Unfolding Projection-free SDP Relaxation of Binary Graph Classifier via GDPA Linearization

TL;DR

This paper introduces a novel, projection-free neural network architecture for binary graph classification that leverages the GDPA theorem to reduce computational complexity and improve interpretability, outperforming traditional model-based methods.

Contribution

It proposes an unfolding method for a semi-definite relaxation of graph classifiers using linear constraints, avoiding costly eigen-decompositions, and integrates parameter optimization via SGD.

Findings

Outperforms pure model-based graph classifiers.

Achieves comparable performance to data-driven networks.

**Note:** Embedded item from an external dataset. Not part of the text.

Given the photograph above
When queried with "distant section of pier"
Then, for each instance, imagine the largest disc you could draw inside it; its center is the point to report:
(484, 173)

Uses fewer parameters than traditional models.

Abstract

Algorithm unfolding creates an interpretable and parsimonious neural network architecture by implementing each iteration of a model-based algorithm as a neural layer. However, unfolding a proximal splitting algorithm with a positive semi-definite (PSD) cone projection operator per iteration is expensive, due to the required full matrix eigen-decomposition. In this paper, leveraging a recent linear algebraic theorem called Gershgorin disc perfect alignment (GDPA), we unroll a projection-free algorithm for semi-definite programming relaxation (SDR) of a binary graph classifier, where the PSD cone constraint is replaced by a set of "tightest possible" linear constraints per iteration. As a result, each iteration only requires computing a linear program (LP) and one extreme eigenvector. Inside the unrolled network, we optimize parameters via stochastic gradient descent (SGD) that determine graph edge weights in two ways: i) a metric matrix that computes feature distances, and ii) a sparse weight matrix computed via local linear embedding (LLE). Experimental results show that our unrolled network outperformed pure model-based graph classifiers, and achieved comparable performance to pure data-driven networks but using far fewer parameters.